The Engineering Mathematics 2 module is divided into two sections.

The first builds on the mathematics you studied in the first year as  you further study the solution of linear differential equations of various types – a topic of considerable importance in engineering analysis. You’ll also look at methods of transforming linear differential equations into the frequency domain using the Laplace transform, a method that is central to the analysis of modern engineering control systems. Additionally you’ll consider basic methods for numerically solving first order ordinary differential equations. You’ll also explore solution methods for some of the partial differential equations common in engineering analysis, such as the heat and wave equations.

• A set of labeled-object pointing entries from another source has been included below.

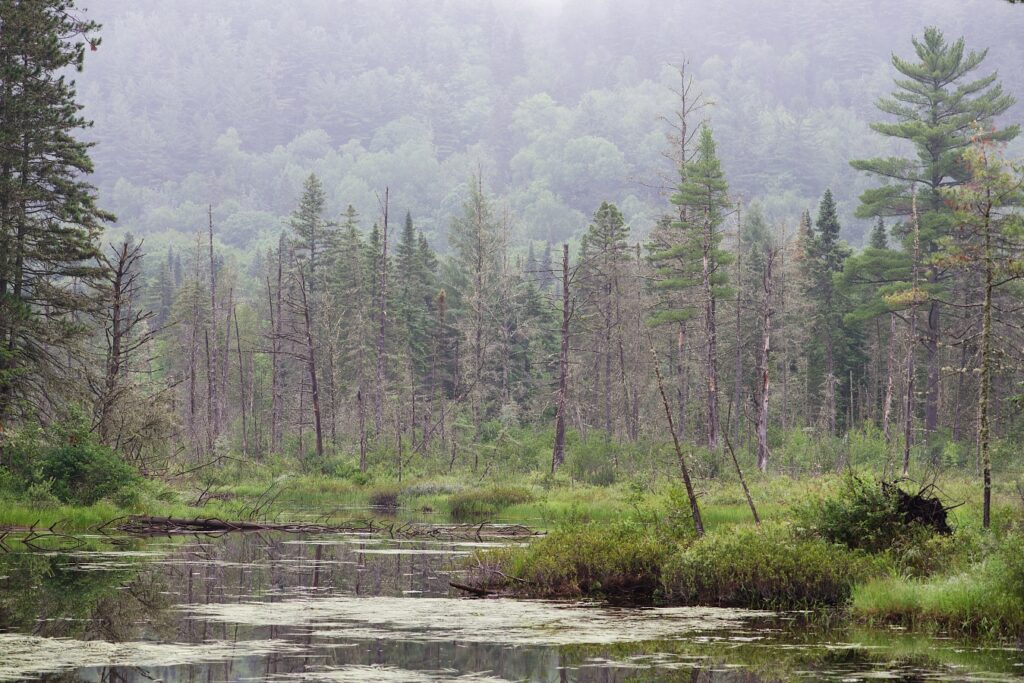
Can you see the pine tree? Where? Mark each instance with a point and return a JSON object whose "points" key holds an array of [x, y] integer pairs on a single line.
{"points": [[880, 237], [603, 254], [49, 221], [824, 259], [478, 249], [936, 108], [688, 255], [312, 236]]}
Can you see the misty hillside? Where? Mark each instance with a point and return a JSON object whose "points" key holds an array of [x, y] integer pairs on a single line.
{"points": [[558, 103]]}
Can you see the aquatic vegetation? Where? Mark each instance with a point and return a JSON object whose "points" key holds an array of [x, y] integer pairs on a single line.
{"points": [[613, 560], [384, 497], [477, 504], [498, 621], [30, 655], [986, 599], [768, 567]]}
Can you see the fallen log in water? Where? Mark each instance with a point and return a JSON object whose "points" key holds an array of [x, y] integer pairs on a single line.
{"points": [[150, 525]]}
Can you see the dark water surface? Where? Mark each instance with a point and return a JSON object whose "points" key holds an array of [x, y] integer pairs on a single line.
{"points": [[287, 607]]}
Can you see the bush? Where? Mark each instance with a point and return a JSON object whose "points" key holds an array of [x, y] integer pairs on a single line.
{"points": [[593, 464], [769, 567], [862, 515], [385, 497], [86, 472], [475, 505]]}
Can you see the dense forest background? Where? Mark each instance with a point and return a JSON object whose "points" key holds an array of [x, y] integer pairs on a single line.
{"points": [[557, 104], [354, 239]]}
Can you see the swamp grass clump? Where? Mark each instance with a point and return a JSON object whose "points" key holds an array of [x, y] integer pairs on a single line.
{"points": [[771, 567], [620, 561], [868, 515], [754, 567], [985, 599], [385, 498], [479, 504]]}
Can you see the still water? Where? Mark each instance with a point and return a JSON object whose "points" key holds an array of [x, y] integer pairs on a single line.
{"points": [[345, 607]]}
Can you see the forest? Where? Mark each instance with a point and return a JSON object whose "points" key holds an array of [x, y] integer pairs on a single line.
{"points": [[739, 325]]}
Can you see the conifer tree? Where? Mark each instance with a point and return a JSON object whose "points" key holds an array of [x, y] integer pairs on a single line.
{"points": [[602, 261], [880, 237], [824, 259], [936, 108], [49, 220], [688, 255]]}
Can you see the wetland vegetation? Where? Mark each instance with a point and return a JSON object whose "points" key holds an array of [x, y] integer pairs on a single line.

The second section of the module introduces you to probability theory and statistical methods, illustrated with examples showing how these concepts can be used to gain estimates of the outcomes of the complex interactions that often occur in real engineering systems.

Topics include:

  • revision of first order and second order differential equation time domain solution methods
  • Laplace transform and associated theorems; convolution
  • solution of ODEs via the Laplace transform
  • numerical solution of first order ODEs
  • partial differential equations; separation of variables; outline of Fourier series solution; Laplace, Poisson, heat and wave equations
  • probability: random variables; Bayes’ theorem; continuous and discrete distribution and density functions; expectations; normal distribution; central limit theorem; estimation of parameters; moment and maximum likelihood methods; student’s t-test; confidence intervals; quality control; acceptance sampling; reliability; failure rates; the Weibull distribution.

Teaching

77%: Lecture
23%: Practical (Workshop)

Assessment

20%: Coursework (Problem set)
80%: Examination (Unseen examination)

Contact hours and workload

This module is approximately 150 hours of work. This breaks down into about 43 hours of contact time and about 107 hours of independent study. The University may make minor variations to the contact hours for operational reasons, including timetabling requirements.

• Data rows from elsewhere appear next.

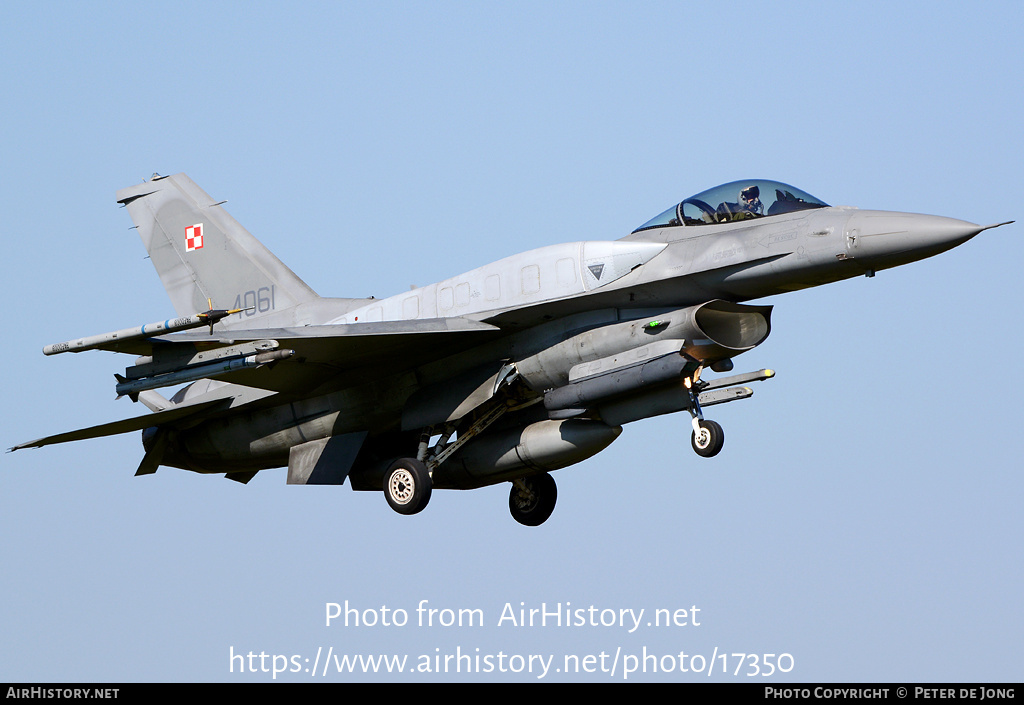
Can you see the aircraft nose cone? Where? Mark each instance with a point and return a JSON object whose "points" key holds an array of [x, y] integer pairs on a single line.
{"points": [[887, 239]]}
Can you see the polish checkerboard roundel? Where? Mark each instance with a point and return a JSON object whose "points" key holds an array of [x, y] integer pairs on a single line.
{"points": [[194, 238]]}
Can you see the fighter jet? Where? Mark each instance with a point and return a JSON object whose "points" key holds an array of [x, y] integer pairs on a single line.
{"points": [[504, 373]]}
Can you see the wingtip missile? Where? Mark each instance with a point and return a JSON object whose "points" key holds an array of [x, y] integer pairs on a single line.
{"points": [[208, 318]]}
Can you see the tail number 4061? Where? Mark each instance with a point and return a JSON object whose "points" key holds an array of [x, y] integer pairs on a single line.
{"points": [[258, 301]]}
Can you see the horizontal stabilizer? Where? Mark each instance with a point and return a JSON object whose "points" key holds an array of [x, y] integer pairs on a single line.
{"points": [[170, 417]]}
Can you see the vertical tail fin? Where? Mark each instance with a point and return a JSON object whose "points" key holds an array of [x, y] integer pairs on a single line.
{"points": [[203, 254]]}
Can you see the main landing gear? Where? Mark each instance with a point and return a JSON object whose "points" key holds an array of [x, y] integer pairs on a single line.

We regularly review our modules to incorporate student feedback, staff expertise, as well as the latest research and teaching methodology. We’re planning to run these modules in the academic year 2024/25. However, there may be changes to these modules in response to feedback, staff availability, student demand or updates to our curriculum.

We’ll make sure to let you know of any material changes to modules at the earliest opportunity.